The remittances received by the families of migrants in Latin America and the Caribbean constitute a major contribution to their subsistence and in many cases are a determining factor preventing families from falling below the poverty line. To deepen knowledge of remittances received in the countries of Latin America and the Caribbean, at the Interamerican Development Bank (IDB) we have initiated a process of monitoring and analysis of remittances based on data published by the central banks of the region.
The new publication of the IDB analyzes the evolution and characteristics of remittances to Latin Americana and the Caribbean in 2021. As we had anticipated in earlier blog posts, remittances flows to the region hit a new record in 2021. The reopening of the economies in remittance sending countries allowed all of the labor force, and immigrant workers in particular, to return to their activities, improving their incomes and allowing them to sustain or even expand the support in the form of remittances that they send to their families.
Migrant efforts during the COVID-19 crisis
At the beginning of the pandemic, in the first quarter of 2020, the decline in employment and incomes of migrants suppressed their capacity to send remittances. Nonetheless, in the following months remittances regained their growth path as a result of the efforts of migrants to maintain their support.
Mexico remained the principal recipient of remittances in the region, with US$ 51.6 billion, equivalent to 40.4% of the total received in LAC. Central America received 26.3% of remittances income in the region (US$ 33.5 billion), remittances received by countries of the Caribbean represented 14.2% of the total (US$ 18.2 billion), and South America was the recipient of 19.1% (US$ 24.3 billion).
Growth in 2021 was the highest registered in this century.
Although the growth of remittances received by individual countries is heterogeneous, flows to the region as a whole have grown each year with only one interruption due to the global financial crisis in 2009. The growth in 2021 was the highest registered in the period for which statistics are available (26.0%). Remittances to Mexico increased 27.0%, to Central America 29.4%, to the Caribbean 20.2%, and to South America 23.8%.
Remittances support the economies of the region
On average, remittances to LAC were equivalent to only 2.6% of GDP in 2021. But for many of the poorer countries in the region, remittances represent much higher fractions of the economy. In Central America and the Caribbean, the averages exceed 12%, reaching 28.0% in Honduras and 24.4% in Jamaica, for example. In Mexico, despite being the main recipient country, remittances equate to only 4% of GDP, and in South America the figure is only 0.7%.

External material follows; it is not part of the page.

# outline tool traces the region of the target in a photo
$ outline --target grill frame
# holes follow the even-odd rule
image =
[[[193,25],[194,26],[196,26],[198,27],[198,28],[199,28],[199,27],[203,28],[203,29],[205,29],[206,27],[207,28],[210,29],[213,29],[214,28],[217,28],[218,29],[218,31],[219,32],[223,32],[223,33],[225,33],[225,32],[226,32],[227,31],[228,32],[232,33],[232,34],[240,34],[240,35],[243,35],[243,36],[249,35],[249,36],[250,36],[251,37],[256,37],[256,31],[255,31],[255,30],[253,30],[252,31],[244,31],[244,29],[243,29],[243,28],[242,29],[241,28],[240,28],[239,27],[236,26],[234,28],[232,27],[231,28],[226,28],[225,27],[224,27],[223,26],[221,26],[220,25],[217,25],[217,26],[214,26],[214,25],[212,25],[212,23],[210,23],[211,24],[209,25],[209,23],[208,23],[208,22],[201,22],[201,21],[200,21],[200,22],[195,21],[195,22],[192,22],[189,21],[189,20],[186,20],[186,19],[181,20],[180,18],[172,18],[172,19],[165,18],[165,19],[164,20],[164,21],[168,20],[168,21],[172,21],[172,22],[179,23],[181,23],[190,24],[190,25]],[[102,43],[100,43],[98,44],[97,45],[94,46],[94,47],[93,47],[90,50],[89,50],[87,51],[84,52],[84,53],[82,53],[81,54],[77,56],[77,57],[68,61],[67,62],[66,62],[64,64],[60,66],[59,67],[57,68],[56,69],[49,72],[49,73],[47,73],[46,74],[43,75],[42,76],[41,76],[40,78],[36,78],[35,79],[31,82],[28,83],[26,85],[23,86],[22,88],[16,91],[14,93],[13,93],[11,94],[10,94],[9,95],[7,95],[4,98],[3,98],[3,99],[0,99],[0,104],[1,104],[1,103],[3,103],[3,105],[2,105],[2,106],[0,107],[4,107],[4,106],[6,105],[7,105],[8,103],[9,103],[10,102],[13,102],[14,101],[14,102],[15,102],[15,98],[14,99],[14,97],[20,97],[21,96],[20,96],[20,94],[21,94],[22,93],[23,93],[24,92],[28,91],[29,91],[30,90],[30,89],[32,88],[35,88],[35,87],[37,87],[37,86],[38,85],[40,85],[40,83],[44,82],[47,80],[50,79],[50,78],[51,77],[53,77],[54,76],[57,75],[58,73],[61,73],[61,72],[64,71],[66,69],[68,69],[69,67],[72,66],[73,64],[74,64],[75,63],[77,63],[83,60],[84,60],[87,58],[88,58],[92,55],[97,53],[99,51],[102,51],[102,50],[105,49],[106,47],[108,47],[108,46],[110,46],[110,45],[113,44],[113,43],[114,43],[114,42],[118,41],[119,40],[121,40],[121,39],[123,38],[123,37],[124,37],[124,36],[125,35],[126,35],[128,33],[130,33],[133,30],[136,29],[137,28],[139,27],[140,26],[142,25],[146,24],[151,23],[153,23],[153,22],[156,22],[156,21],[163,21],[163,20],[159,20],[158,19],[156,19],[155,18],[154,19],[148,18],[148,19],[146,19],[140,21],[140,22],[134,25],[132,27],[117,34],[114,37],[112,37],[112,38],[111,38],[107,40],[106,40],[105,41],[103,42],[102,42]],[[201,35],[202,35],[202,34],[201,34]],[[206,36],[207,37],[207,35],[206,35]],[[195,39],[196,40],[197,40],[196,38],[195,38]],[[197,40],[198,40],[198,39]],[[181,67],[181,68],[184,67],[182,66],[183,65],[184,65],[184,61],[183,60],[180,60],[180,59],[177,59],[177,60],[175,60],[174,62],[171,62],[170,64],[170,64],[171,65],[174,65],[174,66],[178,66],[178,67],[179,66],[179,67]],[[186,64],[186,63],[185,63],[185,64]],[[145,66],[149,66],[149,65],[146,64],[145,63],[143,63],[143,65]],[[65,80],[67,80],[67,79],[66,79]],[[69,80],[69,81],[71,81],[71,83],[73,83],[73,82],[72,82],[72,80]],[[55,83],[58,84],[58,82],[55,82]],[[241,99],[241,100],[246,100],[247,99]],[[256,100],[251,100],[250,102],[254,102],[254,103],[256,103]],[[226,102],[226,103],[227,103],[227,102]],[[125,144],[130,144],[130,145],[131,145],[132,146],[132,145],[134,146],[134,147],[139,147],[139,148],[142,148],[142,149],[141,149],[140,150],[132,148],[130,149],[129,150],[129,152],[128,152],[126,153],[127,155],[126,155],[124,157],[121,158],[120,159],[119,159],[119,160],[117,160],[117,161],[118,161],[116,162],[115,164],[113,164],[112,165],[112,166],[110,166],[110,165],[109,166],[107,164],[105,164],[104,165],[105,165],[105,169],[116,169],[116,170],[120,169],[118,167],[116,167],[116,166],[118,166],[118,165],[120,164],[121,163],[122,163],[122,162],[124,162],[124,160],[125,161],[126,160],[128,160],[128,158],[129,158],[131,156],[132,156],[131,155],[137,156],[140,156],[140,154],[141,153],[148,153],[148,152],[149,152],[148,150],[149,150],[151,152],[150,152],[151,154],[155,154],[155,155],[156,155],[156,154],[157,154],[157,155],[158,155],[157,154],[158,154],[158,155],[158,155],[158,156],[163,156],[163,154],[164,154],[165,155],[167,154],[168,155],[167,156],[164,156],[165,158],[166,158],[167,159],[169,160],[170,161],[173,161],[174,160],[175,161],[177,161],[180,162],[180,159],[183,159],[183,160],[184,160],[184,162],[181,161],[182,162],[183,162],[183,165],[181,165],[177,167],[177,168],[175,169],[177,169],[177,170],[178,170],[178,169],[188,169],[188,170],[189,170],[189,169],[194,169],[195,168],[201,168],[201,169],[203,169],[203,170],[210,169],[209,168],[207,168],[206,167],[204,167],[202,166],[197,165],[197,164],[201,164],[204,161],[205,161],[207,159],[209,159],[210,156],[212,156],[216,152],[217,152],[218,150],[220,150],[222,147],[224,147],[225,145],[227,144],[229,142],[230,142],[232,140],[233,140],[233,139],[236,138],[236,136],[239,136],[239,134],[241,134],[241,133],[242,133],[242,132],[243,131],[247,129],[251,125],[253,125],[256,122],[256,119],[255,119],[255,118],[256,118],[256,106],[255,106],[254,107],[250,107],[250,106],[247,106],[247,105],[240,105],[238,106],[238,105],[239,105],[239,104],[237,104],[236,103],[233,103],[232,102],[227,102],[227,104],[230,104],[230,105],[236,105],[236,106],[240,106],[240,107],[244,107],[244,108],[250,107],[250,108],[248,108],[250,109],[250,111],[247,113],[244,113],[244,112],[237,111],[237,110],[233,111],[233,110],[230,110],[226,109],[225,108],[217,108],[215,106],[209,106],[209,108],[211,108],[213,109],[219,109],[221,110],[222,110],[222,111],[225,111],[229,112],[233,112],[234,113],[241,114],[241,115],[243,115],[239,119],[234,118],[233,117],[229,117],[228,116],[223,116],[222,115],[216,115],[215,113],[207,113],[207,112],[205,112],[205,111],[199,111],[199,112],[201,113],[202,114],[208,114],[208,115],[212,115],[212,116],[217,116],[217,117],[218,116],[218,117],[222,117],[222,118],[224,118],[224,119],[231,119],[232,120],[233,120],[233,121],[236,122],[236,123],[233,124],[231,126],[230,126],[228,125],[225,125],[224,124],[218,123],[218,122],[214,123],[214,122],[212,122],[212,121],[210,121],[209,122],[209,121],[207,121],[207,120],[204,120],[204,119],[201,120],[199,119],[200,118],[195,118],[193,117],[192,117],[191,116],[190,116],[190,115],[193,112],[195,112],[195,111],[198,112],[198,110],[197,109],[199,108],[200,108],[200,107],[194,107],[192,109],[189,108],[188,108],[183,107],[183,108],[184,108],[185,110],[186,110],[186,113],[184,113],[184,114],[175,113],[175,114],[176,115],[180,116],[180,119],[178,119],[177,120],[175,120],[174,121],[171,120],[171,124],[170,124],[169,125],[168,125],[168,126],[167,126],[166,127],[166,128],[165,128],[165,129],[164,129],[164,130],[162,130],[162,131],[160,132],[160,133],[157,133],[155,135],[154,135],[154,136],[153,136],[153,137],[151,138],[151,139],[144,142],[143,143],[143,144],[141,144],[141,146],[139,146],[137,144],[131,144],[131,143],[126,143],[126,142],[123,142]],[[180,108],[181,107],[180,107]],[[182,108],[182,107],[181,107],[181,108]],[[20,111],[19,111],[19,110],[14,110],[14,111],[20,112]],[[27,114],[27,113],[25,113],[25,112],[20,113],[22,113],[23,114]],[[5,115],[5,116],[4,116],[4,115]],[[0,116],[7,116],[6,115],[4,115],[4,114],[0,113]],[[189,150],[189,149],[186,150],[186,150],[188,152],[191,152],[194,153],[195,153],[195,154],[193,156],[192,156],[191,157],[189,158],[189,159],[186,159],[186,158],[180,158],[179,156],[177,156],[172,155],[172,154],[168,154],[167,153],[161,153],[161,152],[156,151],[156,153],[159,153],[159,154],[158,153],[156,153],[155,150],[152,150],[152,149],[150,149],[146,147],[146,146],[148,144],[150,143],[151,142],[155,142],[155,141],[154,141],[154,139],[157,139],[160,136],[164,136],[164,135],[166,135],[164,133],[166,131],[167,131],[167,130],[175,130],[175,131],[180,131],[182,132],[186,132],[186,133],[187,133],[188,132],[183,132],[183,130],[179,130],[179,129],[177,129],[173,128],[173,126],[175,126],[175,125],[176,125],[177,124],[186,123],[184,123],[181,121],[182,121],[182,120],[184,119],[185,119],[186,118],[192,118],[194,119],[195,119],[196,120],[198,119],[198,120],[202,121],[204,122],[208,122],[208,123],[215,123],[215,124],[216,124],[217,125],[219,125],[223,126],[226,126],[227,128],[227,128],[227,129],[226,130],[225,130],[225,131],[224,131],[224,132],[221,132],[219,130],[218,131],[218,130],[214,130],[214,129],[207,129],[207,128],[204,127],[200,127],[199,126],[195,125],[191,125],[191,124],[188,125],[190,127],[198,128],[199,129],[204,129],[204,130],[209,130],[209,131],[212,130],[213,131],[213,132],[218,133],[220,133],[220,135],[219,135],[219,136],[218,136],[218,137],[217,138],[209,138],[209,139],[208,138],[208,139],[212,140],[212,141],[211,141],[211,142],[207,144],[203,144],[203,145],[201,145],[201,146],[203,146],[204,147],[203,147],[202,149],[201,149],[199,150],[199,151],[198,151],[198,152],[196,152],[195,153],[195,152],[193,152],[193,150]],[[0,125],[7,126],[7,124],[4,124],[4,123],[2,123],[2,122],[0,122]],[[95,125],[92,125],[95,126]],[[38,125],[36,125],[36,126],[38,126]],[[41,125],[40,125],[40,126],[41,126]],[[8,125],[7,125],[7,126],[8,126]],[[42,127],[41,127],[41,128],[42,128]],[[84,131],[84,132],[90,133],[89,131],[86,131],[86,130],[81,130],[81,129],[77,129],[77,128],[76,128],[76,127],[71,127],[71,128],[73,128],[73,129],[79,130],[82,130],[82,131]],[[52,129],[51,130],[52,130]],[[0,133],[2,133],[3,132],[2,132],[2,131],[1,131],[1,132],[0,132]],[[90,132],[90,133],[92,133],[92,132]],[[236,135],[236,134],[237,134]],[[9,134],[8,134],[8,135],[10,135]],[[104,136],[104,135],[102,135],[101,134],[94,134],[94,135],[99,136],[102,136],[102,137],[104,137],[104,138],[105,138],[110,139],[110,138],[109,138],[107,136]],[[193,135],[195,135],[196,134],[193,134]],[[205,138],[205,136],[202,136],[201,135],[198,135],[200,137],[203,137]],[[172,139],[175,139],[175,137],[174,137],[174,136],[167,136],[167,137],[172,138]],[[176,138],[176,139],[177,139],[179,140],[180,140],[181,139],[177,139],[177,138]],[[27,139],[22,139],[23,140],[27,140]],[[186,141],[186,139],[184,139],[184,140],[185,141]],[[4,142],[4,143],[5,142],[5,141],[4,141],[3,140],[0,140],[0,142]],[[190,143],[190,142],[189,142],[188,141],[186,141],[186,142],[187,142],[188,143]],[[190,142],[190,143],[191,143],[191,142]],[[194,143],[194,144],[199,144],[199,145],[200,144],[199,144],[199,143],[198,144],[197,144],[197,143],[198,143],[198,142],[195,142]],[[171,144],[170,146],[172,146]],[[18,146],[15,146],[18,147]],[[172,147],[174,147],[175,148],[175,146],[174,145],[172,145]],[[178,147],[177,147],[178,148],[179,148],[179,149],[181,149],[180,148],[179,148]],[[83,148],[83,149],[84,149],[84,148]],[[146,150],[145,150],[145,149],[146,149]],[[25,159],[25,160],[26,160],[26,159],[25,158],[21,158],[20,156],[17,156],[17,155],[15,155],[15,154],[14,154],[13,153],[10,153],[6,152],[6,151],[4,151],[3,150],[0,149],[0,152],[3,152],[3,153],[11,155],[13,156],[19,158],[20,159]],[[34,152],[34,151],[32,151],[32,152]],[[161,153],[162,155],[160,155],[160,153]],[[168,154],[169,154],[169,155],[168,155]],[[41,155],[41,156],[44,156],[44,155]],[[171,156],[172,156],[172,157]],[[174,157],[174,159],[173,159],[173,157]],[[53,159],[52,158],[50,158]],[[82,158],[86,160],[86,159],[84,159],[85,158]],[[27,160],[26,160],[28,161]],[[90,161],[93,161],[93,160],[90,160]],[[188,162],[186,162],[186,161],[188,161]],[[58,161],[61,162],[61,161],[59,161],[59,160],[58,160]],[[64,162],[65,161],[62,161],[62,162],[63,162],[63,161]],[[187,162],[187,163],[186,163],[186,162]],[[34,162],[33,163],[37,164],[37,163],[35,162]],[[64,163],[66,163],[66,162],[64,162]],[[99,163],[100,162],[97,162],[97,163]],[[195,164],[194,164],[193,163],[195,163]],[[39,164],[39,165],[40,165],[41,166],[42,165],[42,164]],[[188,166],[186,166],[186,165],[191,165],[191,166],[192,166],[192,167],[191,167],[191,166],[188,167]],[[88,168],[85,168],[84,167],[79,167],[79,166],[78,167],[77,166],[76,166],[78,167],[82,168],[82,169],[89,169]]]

Recent migration flows in Latin America and the Caribbean have had significant effects on receiving countries, generating social pressure around migrants’ need for services in their host communities. However, migration also brings opportunities.
In Latin America remittances are an income source for families, make a major contribution to GDP, and are a tool for financial inclusion. To truly capitalize on them as a development tool they need to be measured and analyzed.